Being on the Board of Directors for the Cool Aid Society allows me to continue to contribute in that way and to be part of the concrete world.  I feel good about it because the Cool Aid Society — the work it does with people who live and who have lived on the streets — is pretty darn terrific.

 

Would you give us a little insight into your life, perhaps a snippet of a momentous or life-changing situation or occasion?

 

Three things:

1. When I was ten or eleven, I shook hands with Fidel Castro, one of my father’s great heros, at the Dorval Airport.  We lived close to the airport.
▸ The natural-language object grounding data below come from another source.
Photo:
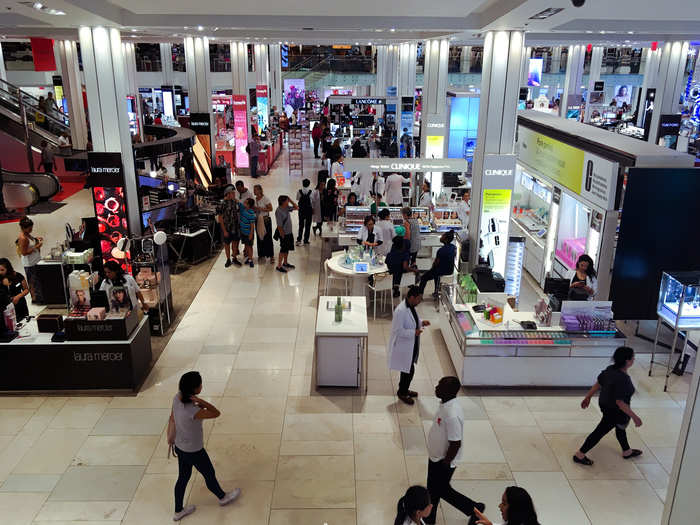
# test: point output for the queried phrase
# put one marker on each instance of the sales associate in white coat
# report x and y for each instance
(404, 342)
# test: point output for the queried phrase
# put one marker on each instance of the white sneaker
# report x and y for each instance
(229, 497)
(184, 512)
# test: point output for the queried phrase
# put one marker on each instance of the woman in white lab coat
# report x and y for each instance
(404, 342)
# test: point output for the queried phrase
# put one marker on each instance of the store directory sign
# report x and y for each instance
(240, 129)
(581, 172)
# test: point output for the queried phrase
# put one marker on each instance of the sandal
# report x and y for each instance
(635, 452)
(585, 461)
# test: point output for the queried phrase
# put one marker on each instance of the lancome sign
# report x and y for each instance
(453, 165)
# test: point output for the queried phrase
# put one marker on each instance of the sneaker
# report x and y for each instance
(184, 512)
(229, 497)
(473, 519)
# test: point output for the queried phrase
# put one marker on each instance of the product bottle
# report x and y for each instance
(338, 311)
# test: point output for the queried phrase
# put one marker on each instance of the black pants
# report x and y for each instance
(430, 274)
(611, 419)
(199, 460)
(304, 226)
(439, 476)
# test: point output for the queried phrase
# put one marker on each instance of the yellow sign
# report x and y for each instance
(560, 162)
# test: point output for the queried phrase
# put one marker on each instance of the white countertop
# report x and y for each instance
(38, 338)
(354, 322)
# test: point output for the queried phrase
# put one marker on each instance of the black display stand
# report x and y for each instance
(35, 364)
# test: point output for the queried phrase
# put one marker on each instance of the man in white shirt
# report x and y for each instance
(394, 195)
(445, 449)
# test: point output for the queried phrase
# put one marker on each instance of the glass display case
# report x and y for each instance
(679, 299)
(572, 234)
(445, 218)
(354, 217)
(532, 200)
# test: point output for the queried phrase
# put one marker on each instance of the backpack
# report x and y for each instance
(305, 200)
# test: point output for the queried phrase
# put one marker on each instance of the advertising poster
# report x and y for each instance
(294, 95)
(240, 129)
(263, 103)
(534, 72)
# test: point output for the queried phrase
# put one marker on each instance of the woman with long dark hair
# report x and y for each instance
(616, 391)
(583, 282)
(516, 509)
(187, 415)
(16, 287)
(413, 506)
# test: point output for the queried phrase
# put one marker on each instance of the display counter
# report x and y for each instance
(505, 355)
(33, 363)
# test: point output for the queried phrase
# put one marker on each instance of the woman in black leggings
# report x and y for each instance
(187, 415)
(616, 392)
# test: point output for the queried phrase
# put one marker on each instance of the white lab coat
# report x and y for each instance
(590, 281)
(403, 335)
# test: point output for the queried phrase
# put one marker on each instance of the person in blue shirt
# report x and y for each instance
(444, 263)
(247, 224)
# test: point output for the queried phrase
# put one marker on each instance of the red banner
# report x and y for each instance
(42, 51)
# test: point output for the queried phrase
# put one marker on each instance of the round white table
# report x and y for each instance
(359, 280)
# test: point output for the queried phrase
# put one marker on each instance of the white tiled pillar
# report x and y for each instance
(437, 53)
(275, 59)
(500, 85)
(574, 75)
(669, 83)
(106, 89)
(73, 91)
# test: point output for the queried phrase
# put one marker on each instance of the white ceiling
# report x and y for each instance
(347, 21)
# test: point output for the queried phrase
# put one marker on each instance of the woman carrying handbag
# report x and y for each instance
(186, 440)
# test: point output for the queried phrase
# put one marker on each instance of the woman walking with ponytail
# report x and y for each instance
(413, 506)
(616, 390)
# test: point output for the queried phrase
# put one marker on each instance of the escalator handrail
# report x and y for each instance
(30, 174)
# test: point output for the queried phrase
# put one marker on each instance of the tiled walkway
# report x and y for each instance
(307, 457)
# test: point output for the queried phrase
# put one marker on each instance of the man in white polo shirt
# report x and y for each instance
(445, 449)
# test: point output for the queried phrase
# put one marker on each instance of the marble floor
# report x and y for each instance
(303, 456)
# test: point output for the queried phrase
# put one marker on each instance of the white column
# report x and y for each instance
(262, 67)
(166, 60)
(500, 84)
(3, 72)
(275, 59)
(574, 75)
(105, 83)
(73, 91)
(556, 59)
(650, 63)
(407, 70)
(669, 84)
(596, 66)
(465, 61)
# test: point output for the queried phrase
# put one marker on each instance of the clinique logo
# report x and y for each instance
(87, 357)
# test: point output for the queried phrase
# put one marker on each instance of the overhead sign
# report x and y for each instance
(581, 172)
(200, 123)
(105, 169)
(384, 164)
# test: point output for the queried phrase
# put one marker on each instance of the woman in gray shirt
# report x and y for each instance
(187, 414)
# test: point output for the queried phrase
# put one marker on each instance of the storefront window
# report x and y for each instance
(219, 58)
(178, 55)
(148, 57)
I have dined out on that a number of times.

2. The Women’s Movement of the seventies changed my life entirely, and for that I am grateful.  I know I’m not alone in that, but the Women’s Movement shook us all up, a whole generation.  Nothing was ever the same again for me.

3. I just returned from a five-day meditation retreat.  I have been practicing insight meditation since 1998.  This practice has calmed my mind enormously, but I have miles to go.

 

Which writers have most influenced you and your work?

 

My two major teachers, Lorna Crozier and Patrick Lane have directly influenced my work for years.  I am thankful for their generous teaching and deep understanding of the craft and meaning of poetry.  Tim Lilburn and Steve Price were also invaluable teachers.

I would love to write like Gerard Manly Hopkins; his writing is a beacon for me.  As are the writings of Dionne Brand, James Wright, Don Domanski, Elizabeth Bishop. . . For starters.

 

Your poetry is studded with fabulous diction and sensory delights. One example from many is in your new book, The Girls with Stone Faces. Lines from the poem, “On Relief in the Thirties” read:
“and eggs   always eggs / from the chickens that peck the backyard / or there might be sardines cats licking the tins / tongues risky on the razor sharp lids.”

One can almost hear the rough rasp of a cat’s tongue, and at the same time feel the “razor sharp lid” on one’s own tongue! During your poem-writing process, do such lovely word clutches evolve into being? Or do you keep a Moleskine notebook (or the like) of observations from which to pluck ideas?

 

Thanks, Samantha.  I used to keep a notebook of words that I admired, unusual words, evocative words, precise words.  There are so many words to admire, and poetry is so dependent on words, word choices, the placement of words in their “clutches,” as you say.  But I didn’t ever use this notebook in ways that I had envisioned. I suppose I would have to admit that I have effectively abandoned it.  I should review the notebook and write a poem using all the beguiling words that I had once netted.  But in fact, the words and word clutches evolve as I write a poem – or as I revise it.  Or as I revise it again.